Susan Patton, also dubbed The Princeton Mom, first caught the public eye in March 2013, when this woman published a letter to the editor of The Daily Princetonian. Her letter advised the young women at Patton’s alma mater to look for husbands while at Princeton rather than dating the lower-quality males they’d meet in their post-college lives. The letter also advises to allocate more of their time and energy to finding a perfect husband rather than concentrating on their careers. Just a year after Patton has dared to get back with a full-length book version of her original tips - Marry Smart: Advice for Finding the One. The 11-month turnaround definitely suggests a rush to capitalize on her brush with the limelight, while the quality of her seems as slapdash as could be expected.
Certainly, we could have hoped that Patton’s scandal creation, when emerged, would be less repetitive, more polished, and also less replete with awkward logical fallacies. From my point of view,, a state school grad, my boyfriend, is capable of writing text messages far more finely crafted as well as coherent than her latest admonition to spot worthy husbands with Ivy League degrees. Of course, that’s not the clunky prose or the endless redundancies, which doomed the book from the very beginning. Moreover, even a fine-tuned version would have only gained success in putting a prettier face on her flawed advice. The real problem was trying to turn one page of standard sexist tropes as well as ugly elitism disguised as advice right into over 200 pages of constructive tips for today’s young females.

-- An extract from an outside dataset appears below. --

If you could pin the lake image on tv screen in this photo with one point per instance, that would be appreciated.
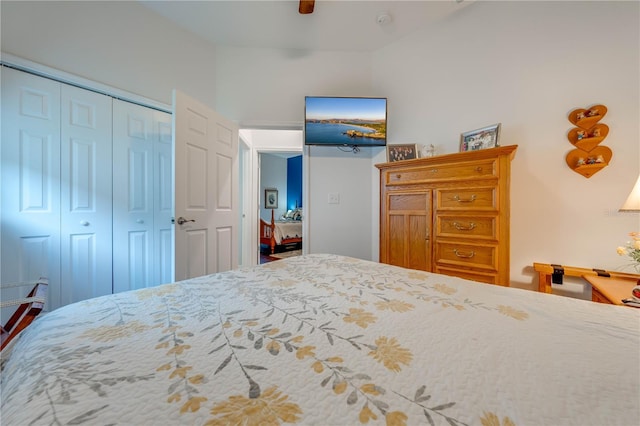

As for me, I perfectly fit the target audience for Susan Patton’s husband hunting tips. Well, I’m 25, still not married and an alumna of her cherished Princeton. During my single years in New York City, I was used to spending a great deal of time working and considering my career options rather than dating or angling to meet new males. Patton vigorously tries to extinguish criticism regarding the sexist roots of her book by repeatedly assuring the audience that her advice is only for females who are eager to have kids as well as something resembling a traditional marriage. I wasn’t surprised by her book at all. However, you can assume that I’ve been just brainwashed by feminists. So, I consider Marry Smart to be the pure no-nonsense straight talk and nothing else. Any of the advice mentioned in that book seems relevant to me.
Susan Patton, also dubbed The Princeton Mom, first caught the public eye in March 2013, when this woman published a letter to the editor of The Daily Princetonian. Her letter advised the young women at Patton’s alma mater to look for husbands while at Princeton rather than dating the lower-quality males they’d meet in their post-college lives.